We have learned a tremendous amount from the past 10+ years of warfare. Significant advances have developed in the medical field. Compressed gauze, Quick Clot Combat Gauze, hemostatic bandages, Asherman chest seals, and CO2-charged bone injection IVs are some of the most modern and popular items carried today by those in the special operations community. Although this equipment can be expensive on the commercial market, I strongly recommend that you build yourself a quality first aid kit. I commonly transfer mine from my vehicle to home. Keep in mind that arid weather can deteriorate most packaged medical gear.
Here are some pictures of my medical bag. I will point out a few tips that can aid you during an urgent response. Keep in mind that the best way is usually whatever makes you the most comfortable. Practice and rehearse.
The standards of care applied to the battlefield have always been based on civilian care principles. These principles, while appropriate for the civilian community, often do not apply to care on the battlefield. Tactical Combat Casualty Care has been approved by the American College of Surgeons and the National Association of EMTs.
Make sure you perform the correct intervention at the correct time in the continuum of combat care. A medically correct intervention performed at the wrong time in combat may lead to further casualties.
Pre-hospital care continues to be critically important. Up to 90 percent of all combat deaths occur before a casualty reaches a medical treatment facility (MTF). Factors influencing casualty care include:
- Enemy and hostile fire
- Medical equipment limitations
- Widely variable evacuation time
- Casualty transportation
Stages of care
Care under fire is the care rendered by the medic at the scene of the injury while he/she and the casualty are still under effective hostile fire. Available medical equipment is limited to that carried by the person or the medic in the aid bag. Wounded persons who are unable to fight should lie flat and motionless if no cover is available, or move as quickly as possible to any nearby cover.
Control of hemorrhage is important since injury to a major vessel can result in hypovolemic shock in a short timeframe. You can bleed out and die from a femoral wound in under 90 seconds.
Over 2,500 deaths occurred in Vietnam secondary to hemorrhage from an extremity wound. Use of tourniquets to stop the bleeding is essential in these types of casualties.
Key points to remember when acting as medic:
- Try to keep yourself from being shot
- Try to keep the casualty from sustaining any additional wounds
- Airway management is generally best deferred
- Stop any life-threatening hemorrhage on a limb using a tourniquet
- Reassure the casualty
Tactical field care is the care rendered by the medic once he and the casualty are no longer under effective hostile fire. It also applies to situations in which an injury has occurred, but there has been no hostile fire. Available medical equipment is still limited to that carried into the field by medical personnel. Time to evacuation to an MTF may vary considerably.
The tactical field care phase is distinguished from the care under fire phase by way of there being more time available to provide care and a reduced level of hazard from hostile fire. The times available to render care may be quite variable.
In some cases, tactical field care may consist of rapid treatment of wounds with the expectation of a re-engagement of hostile fire at any moment. In some circumstances, there may be ample time to render whatever care is available in the field. The time to evacuation may vary from 30 minutes to several hours.
Open the airway with a jaw-thrust maneuver. If the casualty is unconscious, insert a nasopharyngeal airway and place the casualty in the recovery position. Traumatic chest-wall defects should be closed with an occlusive dressing without regard to venting one side of the dressing or use an Asherman chest seal. Place the casualty in the sitting position if possible. Progressive respiratory distress secondary to a unilateral penetrating chest trauma should be considered a tension pneumothorax, and should be decompressed using a 14-gauge needle. Tension pneumothorax is the second leading cause of preventable death on the battlefield.

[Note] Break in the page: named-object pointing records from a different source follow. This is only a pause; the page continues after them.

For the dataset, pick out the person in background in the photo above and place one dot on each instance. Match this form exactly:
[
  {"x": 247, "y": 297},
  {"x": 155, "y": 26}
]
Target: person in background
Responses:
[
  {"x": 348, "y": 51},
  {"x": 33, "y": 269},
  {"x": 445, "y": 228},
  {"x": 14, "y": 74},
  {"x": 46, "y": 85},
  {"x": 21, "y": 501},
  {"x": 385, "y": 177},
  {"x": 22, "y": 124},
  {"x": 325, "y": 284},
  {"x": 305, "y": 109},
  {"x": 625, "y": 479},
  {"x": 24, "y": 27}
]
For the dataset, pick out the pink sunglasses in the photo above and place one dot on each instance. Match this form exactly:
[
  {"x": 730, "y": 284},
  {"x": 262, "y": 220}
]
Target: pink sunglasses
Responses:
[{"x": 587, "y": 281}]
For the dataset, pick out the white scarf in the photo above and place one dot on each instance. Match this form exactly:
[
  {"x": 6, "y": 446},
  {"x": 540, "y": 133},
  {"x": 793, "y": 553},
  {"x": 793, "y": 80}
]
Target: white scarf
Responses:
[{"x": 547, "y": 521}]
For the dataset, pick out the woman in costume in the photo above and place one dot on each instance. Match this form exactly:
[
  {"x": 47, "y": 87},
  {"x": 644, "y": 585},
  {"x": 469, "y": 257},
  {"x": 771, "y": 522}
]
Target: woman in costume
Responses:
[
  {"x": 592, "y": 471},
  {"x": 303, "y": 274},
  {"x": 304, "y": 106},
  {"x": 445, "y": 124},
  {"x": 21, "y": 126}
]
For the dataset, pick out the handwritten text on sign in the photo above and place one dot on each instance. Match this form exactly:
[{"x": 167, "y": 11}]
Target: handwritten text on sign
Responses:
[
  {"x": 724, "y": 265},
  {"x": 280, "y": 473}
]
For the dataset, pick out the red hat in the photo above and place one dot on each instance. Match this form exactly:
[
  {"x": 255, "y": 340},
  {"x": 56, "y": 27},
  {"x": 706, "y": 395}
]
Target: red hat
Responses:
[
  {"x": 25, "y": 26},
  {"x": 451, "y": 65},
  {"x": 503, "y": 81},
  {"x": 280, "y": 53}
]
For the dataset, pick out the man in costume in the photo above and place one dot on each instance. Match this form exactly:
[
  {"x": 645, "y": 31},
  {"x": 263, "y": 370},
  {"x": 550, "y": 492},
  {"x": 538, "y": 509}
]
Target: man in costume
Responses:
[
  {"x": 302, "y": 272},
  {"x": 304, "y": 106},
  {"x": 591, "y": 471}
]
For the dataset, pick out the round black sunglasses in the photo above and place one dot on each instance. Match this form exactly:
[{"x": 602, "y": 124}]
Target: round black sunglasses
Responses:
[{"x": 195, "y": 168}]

Any bleeding site not previously controlled should now be addressed. Only the absolute minimum of clothing should be removed. Significant bleeding should be controlled using a tourniquet as described previously. Once the tactical situation permits, consideration should be given to loosening the tourniquet and using direct pressure, hemostatic dressings, or Combat Gauze to control any additional hemorrhage.
There are many opinions and techniques used to treat casualties. New information and innovation advances the techniques we use to save lives. Consider these points to supplement your skill set. You too can save a life.